The problem with us, in the educated middle class, is that we take the sacrifices of the generations that came before us for granted.
It was our ancestors who ensured that India became the world’s largest democracy. And it is the democratic institutions they set up that have kept our country together despite the obstacles it has faced. Sadly, we are only too ready to diss the electoral democracy they fought so hard to install.
The most recent example of this was the anti-corruption movement that was allegedly led by Anna Hazare. That movement was a response to middle-class disillusionment with all politicians and it had its origins in the corruption scandals that marked UPA II and the governance vacuum that resulted from Manmohan Singh's decision to abdicate all responsibility while refusing to actually abandon his very nice bungalow on Race Course Road.
The overwhelming theme of that movement was that electoral politics was a waste of time. Anna Hazare routinely poked fun at elections and declared that were he to stand for election, he would lose his deposit because elections were won through corruption and unethical means. His followers/puppeteers said the same sort of things. Arvind Kejriwal and Prashant Bhushan attacked elected politicians from all parties. Kiran Bedi even did a little skit on the stage, as Hazare fasted in the background, to demonstrate how politicians were hypocrites who ignored the will of the people.
Such was the self-righteousness of the Anna movement that its leaders actually believed that they had a greater moral claim to pass laws than the people the country had actually elected to do the job. Asked about their Lok Pal Bill they said that their draft should be passed without any changes. After all, they had put it on the net and their followers had suggested changes that had now been implemented.
And the political establishment was so weak and so confused in the face of this middle-class outrage and media hoopla that it actually went down on its knees and accepted that the Anna Hazare gang had a perfect right to dictate terms to parliamentary committees. Even this did not please the so-called crusaders. They sneered at the kinds of people who made up the memberships of these committees and appeared on TV everyday to make fun of the elected government of India and the elected Opposition. It is to the media's eternal shame that so few of us ever said, "Hang on a minute. Who the hell gave you the right to act as though you are bigger than the institutions of Indian democracy?"

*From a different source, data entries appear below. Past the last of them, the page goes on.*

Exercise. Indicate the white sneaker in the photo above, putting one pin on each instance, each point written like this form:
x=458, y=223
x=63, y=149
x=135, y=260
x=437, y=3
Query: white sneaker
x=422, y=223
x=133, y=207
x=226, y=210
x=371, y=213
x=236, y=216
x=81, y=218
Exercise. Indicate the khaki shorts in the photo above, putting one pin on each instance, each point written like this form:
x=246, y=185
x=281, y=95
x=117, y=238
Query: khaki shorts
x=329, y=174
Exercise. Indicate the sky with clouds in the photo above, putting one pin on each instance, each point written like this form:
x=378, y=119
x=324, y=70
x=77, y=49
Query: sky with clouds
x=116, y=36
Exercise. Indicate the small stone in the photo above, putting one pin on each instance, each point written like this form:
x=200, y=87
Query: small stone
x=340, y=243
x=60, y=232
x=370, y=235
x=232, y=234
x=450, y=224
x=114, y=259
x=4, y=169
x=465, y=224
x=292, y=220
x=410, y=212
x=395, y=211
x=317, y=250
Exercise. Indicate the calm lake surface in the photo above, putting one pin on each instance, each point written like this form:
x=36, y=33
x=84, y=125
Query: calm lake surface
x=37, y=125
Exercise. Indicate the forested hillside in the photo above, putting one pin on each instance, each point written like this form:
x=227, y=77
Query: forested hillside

"Be careful of all those who mock Indian democracy and its institutions. Be sceptical when the media hypes up a movement. And be a little cynical when people join public life and then say that they disapprove of politics." |
Well, guess what?
The people of India asked the questions that the media would not.
And so, one by one, the former crusaders who believed that they occupied a higher moral plane than India's formal democratic system have all become signed-up members of that very system (having thrown Anna Hazare off the bus, once he had lost his utility).
The first people to take the plunge were Arvind Kejriwal, Manish Sisodia, Kumar Viswas and Shazia Ilmi. They did not prove to be bad politicians – or bad people for that matter – but there was no evidence that they were significantly better than conventional politicians or that they resided on some higher moral plane. Kejriwal got to be chief minister of Delhi, messed it up and then ran away after 49 days on the job. His colleagues, full of big talk, stood for elections all over the country and nearly all of them went down to humiliating defeats.
Now, Kiran Bedi, protagonist in that anti-politician skit, has also joined the people she once lampooned, parachuting into the BJP to become its chief ministerial candidate. What about the terrible things she said about politicians? Forgotten. What about the tweets against Narendra Modi? Deleted.
It is not my position that Kejriwal was wrong to form a political party. Nor do I believe that Kiran Bedi should not have joined the BJP. Hell, I think that even Shazia Ilmi has the right to stand for election on an AAP ticket, to call the BJP names, and then turn around and join that very same BJP. These are the democratic rights of every citizen of India.
But here is my point: be careful of all those who mock Indian democracy and its institutions. Be sceptical when the media hypes up a movement. And be a little cynical when people join public life and then say that they disapprove of politics.
The truth is that there is a lot wrong with the Indian political system but, for better or worse, the system does ensure that India remains a democracy. And it is still the best way of implementing change in this vast and complicated country.
Yes, the Anna movement people have become the very politicians they once so bitterly opposed. But that's okay. All it proves is that Indian democracy is much much stronger than any media-hyped movement. Whether Arvind Kejriwal becomes chief minister of Delhi or whether Kiran Bedi beats him to the job is irrelevant. What matters that they are both submitting themselves to the will of the people.